Die Auswahl der Fotografien und Gedichte traf das Ehepaar gemeinsam. Zuvor aber einigten sie sich über den Titel. «So stand die Suche ganz unter dem Motto Zeichen, Strukturen, Schriftbilder», berichtet Alois Lang. Schwierig war diese Suche für die beiden nicht, denn «schon vor Jahren hatten wir ganz für uns eine Sammlung unter dem Stichwort ‹Sig-Natur› angelegt». Die Auswahl trafen sie in der Stube: «Wir legten Fotografien und Gedichte themengemäss am Boden aus und entschieden dann, welche ins Büchlein gehörten und welche nicht.»

«Seltenheiten am Wegrand»

Seine Inspiration holt sich das Paar auf seinen Wanderungen. Seit Jahren spazieren die beiden täglich auf dem immer gleichen Weg durch Uezwil, am Waldrand entlang und zurück nach Hause. «Manche Leute lächeln darüber, dass wir immer dieselbe Route gehen, aber so entdecken wir immer wieder Neues», sagt Ana, und Alois fügt hinzu: «Wenn man immer die gleichen Dinge sieht, fallen einem die Einzelheiten und Seltenheiten am Wegrand viel stärker auf.»

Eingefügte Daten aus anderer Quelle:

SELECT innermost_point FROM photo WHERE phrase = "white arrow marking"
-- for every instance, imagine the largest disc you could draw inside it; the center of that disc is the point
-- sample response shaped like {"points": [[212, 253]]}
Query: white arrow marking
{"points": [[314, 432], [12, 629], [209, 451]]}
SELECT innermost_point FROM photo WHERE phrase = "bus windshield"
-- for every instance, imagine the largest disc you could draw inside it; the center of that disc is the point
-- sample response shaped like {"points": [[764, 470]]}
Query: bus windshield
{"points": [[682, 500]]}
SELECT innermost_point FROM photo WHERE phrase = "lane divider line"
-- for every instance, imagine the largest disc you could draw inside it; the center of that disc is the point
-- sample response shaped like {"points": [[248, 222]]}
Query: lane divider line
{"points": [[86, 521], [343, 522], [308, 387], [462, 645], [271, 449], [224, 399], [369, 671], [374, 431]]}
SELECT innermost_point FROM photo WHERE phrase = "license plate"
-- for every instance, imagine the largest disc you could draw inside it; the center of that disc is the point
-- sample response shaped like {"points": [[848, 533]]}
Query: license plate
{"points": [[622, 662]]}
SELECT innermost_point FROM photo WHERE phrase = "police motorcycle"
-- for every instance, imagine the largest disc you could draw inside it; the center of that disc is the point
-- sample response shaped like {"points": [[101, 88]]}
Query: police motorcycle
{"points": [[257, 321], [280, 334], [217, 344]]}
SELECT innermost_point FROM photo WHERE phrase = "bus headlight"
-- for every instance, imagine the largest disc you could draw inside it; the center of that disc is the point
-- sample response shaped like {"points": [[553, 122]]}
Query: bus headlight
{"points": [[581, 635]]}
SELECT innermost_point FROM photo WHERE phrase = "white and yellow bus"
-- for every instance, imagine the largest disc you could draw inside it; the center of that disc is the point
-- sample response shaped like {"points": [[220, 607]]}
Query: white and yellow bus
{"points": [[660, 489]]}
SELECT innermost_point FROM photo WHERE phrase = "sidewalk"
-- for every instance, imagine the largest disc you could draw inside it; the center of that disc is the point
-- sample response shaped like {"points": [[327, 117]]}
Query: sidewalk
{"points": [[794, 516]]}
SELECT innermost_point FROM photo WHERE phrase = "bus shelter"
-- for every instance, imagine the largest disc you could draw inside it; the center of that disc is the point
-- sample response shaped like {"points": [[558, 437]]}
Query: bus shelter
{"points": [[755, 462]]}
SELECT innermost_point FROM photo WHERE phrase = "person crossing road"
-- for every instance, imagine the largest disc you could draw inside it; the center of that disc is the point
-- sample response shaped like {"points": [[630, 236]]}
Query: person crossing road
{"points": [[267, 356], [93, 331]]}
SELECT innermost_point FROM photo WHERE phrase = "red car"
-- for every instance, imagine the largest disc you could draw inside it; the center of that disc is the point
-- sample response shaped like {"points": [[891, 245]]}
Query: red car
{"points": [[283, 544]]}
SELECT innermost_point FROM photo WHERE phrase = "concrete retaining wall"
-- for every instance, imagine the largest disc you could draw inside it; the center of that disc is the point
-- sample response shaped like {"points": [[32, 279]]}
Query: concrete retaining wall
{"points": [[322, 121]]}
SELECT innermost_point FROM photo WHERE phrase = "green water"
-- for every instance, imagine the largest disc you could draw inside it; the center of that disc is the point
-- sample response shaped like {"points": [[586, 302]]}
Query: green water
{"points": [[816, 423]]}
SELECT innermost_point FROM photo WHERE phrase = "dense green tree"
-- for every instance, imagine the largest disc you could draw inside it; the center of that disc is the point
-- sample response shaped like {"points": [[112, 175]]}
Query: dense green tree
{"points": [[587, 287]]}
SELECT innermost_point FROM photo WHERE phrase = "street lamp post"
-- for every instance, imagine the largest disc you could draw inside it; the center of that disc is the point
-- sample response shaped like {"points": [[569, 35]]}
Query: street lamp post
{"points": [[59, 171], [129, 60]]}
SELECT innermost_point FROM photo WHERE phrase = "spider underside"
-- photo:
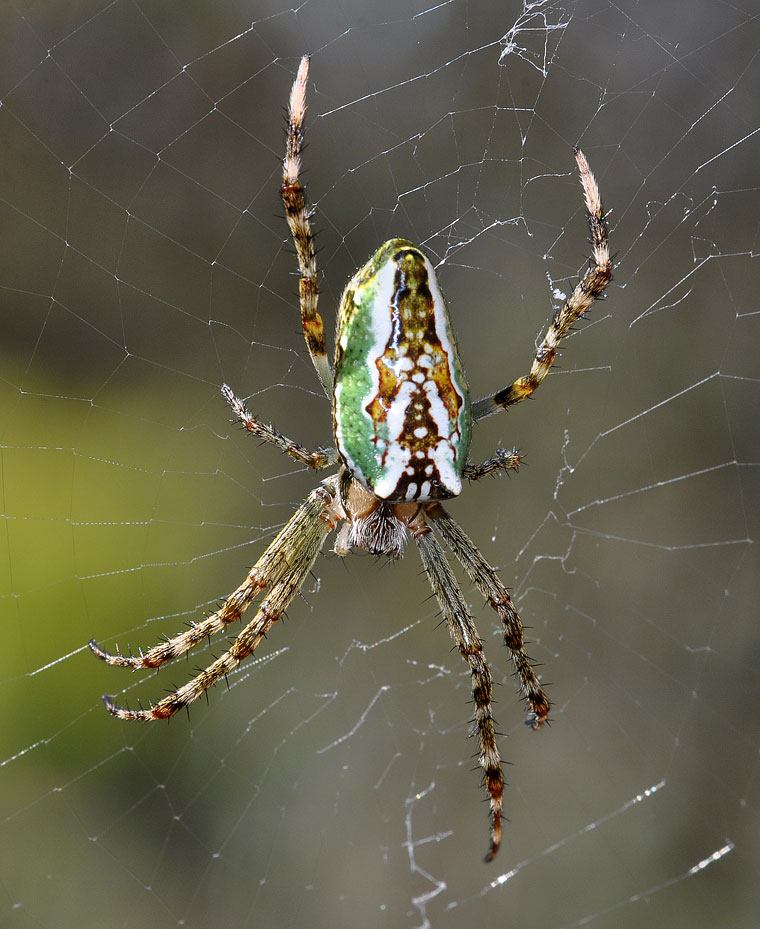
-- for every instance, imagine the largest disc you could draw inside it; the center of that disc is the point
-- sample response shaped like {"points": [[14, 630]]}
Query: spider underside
{"points": [[368, 514]]}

In den Details von Tannennadeln, Spuren am beschlagenen Fenster oder Baumrinde findet Alois seine Schätze. «Alles hinterlässt Spuren. Immer wieder werde ich davon überrascht.» Den Sucher in seiner Nikon bezeichnet er gelegentlich als Finder. Er erklärt: «Die Zeichen erzählen Geschichten. Sie wollen nicht festlegen, sondern Anstösse geben, sich vorzustellen, was aus den Linien und Strukturen zu deuten ist.»

Ähnlich geht es Ana mit ihren Gedichten: «Kleine Episoden im Zwischenmenschlichen drängen sich mir auf. Erlebnisse lassen mich Bilder, die sich dazu einstellen, notieren.» Diese Bilder entspringen dem Alltag wie auch ihren Träumen. «Manchmal bleibt ein Satz hängen, den ich aufgeschnappt habe, der mich nicht mehr loslässt.»

Mit ihrem Buch verfolgen die beiden kein eigentliches Ziel. Doch: «Wir erhalten viele Rückmeldungen. Oft haben die Leute ihre Mutmassungen oder erzählen, was sie selber unterwegs gesehen haben, angeregt durch die Fotografien. Wenn diejenigen, die das Bändchen ansehen, selber auf Spuren stossen und aufmerksam werden, ist das etwas vom Besten, was wir uns wünschen können.»